As empresas envelhecem rápido. O que antes levava décadas para se tornar obsoleto, hoje acontece em dois ou três anos. Um estudo da Innosight mostra que a expectativa média de uma empresa no S&P 500, que era de 33 anos em 1964, caiu para menos de 20 anos e deve chegar a 12 até 2030.
O ciclo de vida dos negócios encolheu. Mercados inteiros passam por viradas tecnológicas que não só transformam a concorrência, mas colocam em xeque o próprio modelo de negócio. Adaptar-se deixou de ser uma reação ao entorno e passou a ser uma condição permanente de existência.
Mudar sem ter o novo modelo
Muitas empresas não percebem a mudança chegando. E não é por falta de informação. Pelo contrário. Vivemos uma era de excesso de dados, análises e tendências. Mas informação não é, por si só, leitura. Mudar pressupõe, antes de tudo, conseguir ler o que está mudando. E essa é uma das maiores armadilhas do nosso tempo. Porque nem sempre há sinais claros. O que parecia só um ruído, de repente vira regra. O que parecia tendência consolidada, desaparece. Muitas transformações não seguem uma linha previsível: elas emergem, se aceleram, bifurcam, somem e reaparecem de outro jeito.

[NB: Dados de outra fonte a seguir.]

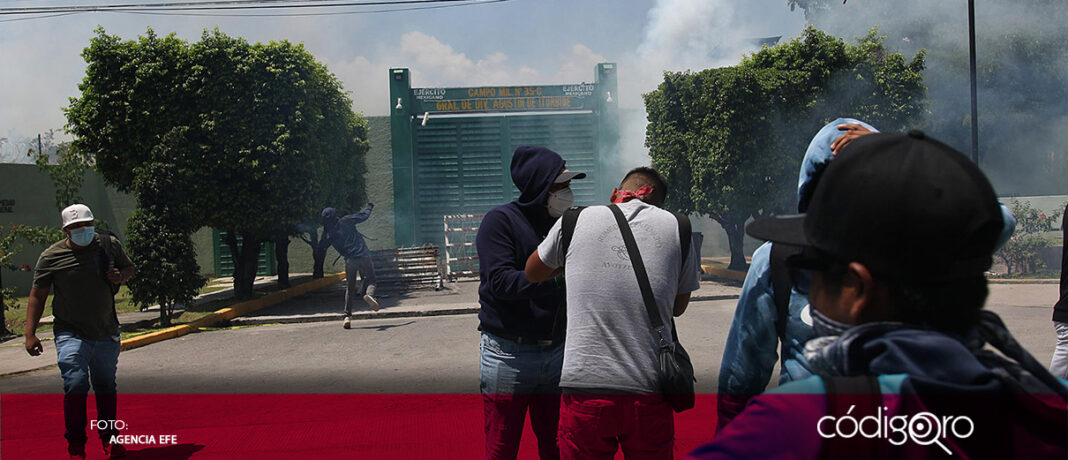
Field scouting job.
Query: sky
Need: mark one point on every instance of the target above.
(515, 42)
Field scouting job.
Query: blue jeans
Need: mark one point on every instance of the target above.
(515, 378)
(83, 362)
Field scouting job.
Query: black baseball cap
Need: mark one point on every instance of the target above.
(905, 205)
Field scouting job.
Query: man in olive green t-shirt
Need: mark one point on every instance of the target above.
(81, 271)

Por isso, não basta acertar na leitura uma vez. É preciso saber que toda leitura é provisória. O mercado muda, os comportamentos mudam, a tecnologia muda, e o próprio sentido do que se considera valor também muda. Empresas que tentam operar com mapas fixos ficam para trás. Navegar hoje é mais sobre construir capacidade de recalcular a rota do que sobre ter um plano perfeito.
A Destruição Criativa vem de Dentro
Mesmo quando a mudança é percebida, outro obstáculo se impõe: a dificuldade de abrir mão. Toda organização carrega uma arquitetura de processos, tecnologias, métodos e práticas que foram fundamentais para chegar até aqui. Eles não são apenas ferramentas operacionais. São parte da cultura, da história e da identidade da empresa.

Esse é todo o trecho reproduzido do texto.